The day after he took office, Schwarzenegger told reporters at a news conference that the layoff plans would soon be released to the public.

"Very soon, we will have plan in mind, and you will see it," he said. "We will share everything with the press. This will be a very unusual situation."

But weeks went by, and his office continued to resist. Earlier this week, the Department of Finance, citing the same Public Records Act law upon which Davis relied, informed The Bee that the documents would not be released. To make the recommendations public, the department's lawyer wrote, would chill future private discussions among government officials about proposals that might be considered by the governor.

"Such discussion is essential for the department to effectively perform its function as the Cabinet-level agency that is the chief fiscal policy adviser to the governor in preparing the governor's annual financial plan for the state," wrote Department of Finance counsel Susan Geanacou.

But that wasn't the final word. Schwarzenegger, speaking to reporters Tuesday, once again suggested that he would disclose the documents.

"As soon as we have the full information available, you will get it," he said. "And believe me, because I see that there is a lot of pressure building from the press, I told my team to speed the process up as fast as they can so we can get the information out there. We will provide the information whether it is legally required or not."
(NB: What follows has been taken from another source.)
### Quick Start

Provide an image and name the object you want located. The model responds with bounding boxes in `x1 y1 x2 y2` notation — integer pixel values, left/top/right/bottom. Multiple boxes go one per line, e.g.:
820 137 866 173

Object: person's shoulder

But not all of the information. The governor's communications director, Rob Stutzman, told The Bee that the administration would withhold from public scrutiny any documents the administration considers "work process," which, if released, would make it more difficult for government officials to "think freely and deliberatively."

The real story here is that Schwarzenegger, or his aides, don't want the public to know the budget-cutting options the government has considered and rejected, and to be able to compare those options, and their potential effects, to the choices the governor ultimately decides to implement. Their resistance is understandable. Making those details public would complicate the governor's ability to argue for his plan.

As a candidate, Schwarzenegger said that the people's right to know what their government is doing was more important than the political convenience of the governor and his staff. Now, it seems, Gov. Schwarzenegger sees things the other way around.

That's a bad sign, for many reasons. Schwarzenegger's failure to keep his promise on public records suggests that he is falling prey to a disease that inflicts nearly every person elected to public office. He is losing the reformer's mind-set he held during the campaign and beginning to see himself as a defender of the government rather than an advocate for the people who put him in office.